Lange showed no ill effects in his first-round bout, picking up a 12-1 major decision over Blackduck/Cass Lake-Bena junior Daven Staples, setting up his second showdown of the season with Cooling.
Like the first meeting, one take down spelled the difference, as Cooling narrowly came out on top again, breaking a 1-1 tie in the third en route to a 3-2 win.
Although a chance at a title was gone, Lange rallied all the way back through the consolation bracket to earn fourth place, his first time placing at state.
By the end of the tournament, Lange had won four of six grueling matches crammed into an intense 36-hour stretch.
“It was tough with all the soreness, especially with a bummed knee,” Lange said. “Although that isn’t something you think about during state, you just have to suck it up and wrestle. It was special to place, being it was the first time I ever have.”
Lange will get another shot at moving up the medal stand next year.

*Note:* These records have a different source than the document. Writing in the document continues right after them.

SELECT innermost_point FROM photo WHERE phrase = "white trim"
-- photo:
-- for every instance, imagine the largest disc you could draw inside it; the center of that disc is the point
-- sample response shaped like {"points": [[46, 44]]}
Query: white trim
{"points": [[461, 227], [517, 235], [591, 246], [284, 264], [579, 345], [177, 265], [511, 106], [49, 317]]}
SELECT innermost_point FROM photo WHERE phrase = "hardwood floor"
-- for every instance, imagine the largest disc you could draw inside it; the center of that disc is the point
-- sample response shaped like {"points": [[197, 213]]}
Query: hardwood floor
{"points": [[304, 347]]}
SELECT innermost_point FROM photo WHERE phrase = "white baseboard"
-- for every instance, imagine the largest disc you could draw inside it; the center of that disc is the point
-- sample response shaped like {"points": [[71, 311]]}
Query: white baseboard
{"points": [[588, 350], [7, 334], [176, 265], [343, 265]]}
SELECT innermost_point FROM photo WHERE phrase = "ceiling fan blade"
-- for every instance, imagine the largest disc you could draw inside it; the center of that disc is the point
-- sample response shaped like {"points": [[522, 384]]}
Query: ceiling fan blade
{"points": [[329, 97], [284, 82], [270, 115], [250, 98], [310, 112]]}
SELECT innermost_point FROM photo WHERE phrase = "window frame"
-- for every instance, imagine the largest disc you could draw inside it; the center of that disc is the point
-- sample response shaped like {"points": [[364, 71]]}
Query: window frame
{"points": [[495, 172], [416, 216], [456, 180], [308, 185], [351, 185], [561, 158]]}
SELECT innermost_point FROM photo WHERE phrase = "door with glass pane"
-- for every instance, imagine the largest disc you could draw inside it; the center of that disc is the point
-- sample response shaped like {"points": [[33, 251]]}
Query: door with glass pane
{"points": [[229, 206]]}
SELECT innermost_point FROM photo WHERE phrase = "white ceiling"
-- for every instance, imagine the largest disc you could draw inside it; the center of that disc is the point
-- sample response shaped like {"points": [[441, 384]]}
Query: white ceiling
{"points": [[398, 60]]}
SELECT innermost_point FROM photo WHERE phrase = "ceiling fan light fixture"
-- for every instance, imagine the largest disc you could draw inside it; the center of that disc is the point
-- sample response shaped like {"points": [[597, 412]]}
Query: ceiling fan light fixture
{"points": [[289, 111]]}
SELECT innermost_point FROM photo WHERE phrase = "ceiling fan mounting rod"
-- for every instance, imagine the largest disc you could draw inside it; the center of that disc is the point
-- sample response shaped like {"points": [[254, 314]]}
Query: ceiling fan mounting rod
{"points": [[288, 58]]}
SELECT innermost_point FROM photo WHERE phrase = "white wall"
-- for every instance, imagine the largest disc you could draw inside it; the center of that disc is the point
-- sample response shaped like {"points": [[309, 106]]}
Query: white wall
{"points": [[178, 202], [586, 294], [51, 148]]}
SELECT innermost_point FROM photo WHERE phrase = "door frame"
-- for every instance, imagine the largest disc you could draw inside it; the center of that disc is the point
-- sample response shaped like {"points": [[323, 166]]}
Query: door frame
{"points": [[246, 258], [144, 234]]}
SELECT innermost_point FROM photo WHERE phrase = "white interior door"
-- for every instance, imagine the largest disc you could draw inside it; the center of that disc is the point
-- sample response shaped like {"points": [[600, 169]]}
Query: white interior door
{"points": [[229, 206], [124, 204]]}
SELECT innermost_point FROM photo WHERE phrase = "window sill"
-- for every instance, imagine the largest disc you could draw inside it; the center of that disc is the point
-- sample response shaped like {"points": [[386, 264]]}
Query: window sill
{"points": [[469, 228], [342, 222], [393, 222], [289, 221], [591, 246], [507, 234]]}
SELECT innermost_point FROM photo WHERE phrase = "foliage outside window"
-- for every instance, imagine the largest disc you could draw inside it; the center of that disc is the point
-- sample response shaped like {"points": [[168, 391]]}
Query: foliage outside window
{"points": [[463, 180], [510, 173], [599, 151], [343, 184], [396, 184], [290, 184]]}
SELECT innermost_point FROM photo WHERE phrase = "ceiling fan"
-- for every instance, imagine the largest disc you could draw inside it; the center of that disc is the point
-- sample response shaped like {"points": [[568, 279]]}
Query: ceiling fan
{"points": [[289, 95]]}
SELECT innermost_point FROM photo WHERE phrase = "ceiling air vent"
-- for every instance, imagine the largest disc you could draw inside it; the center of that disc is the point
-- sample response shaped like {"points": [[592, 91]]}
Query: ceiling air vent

And with the Royals’ career win record already locked up with 164, Lange will also have a chance to join the elite 200-win club.
“He will rewrite the program’s record books,” Presler said. “He should end with the most take downs, pins and wins in our program’s history.”
“Wrestling is just like any other sport,” Lange said. “If you are wanting to excel, that means extra work and offseason training. There are definitely goals for next year. You always need to have something to work for.”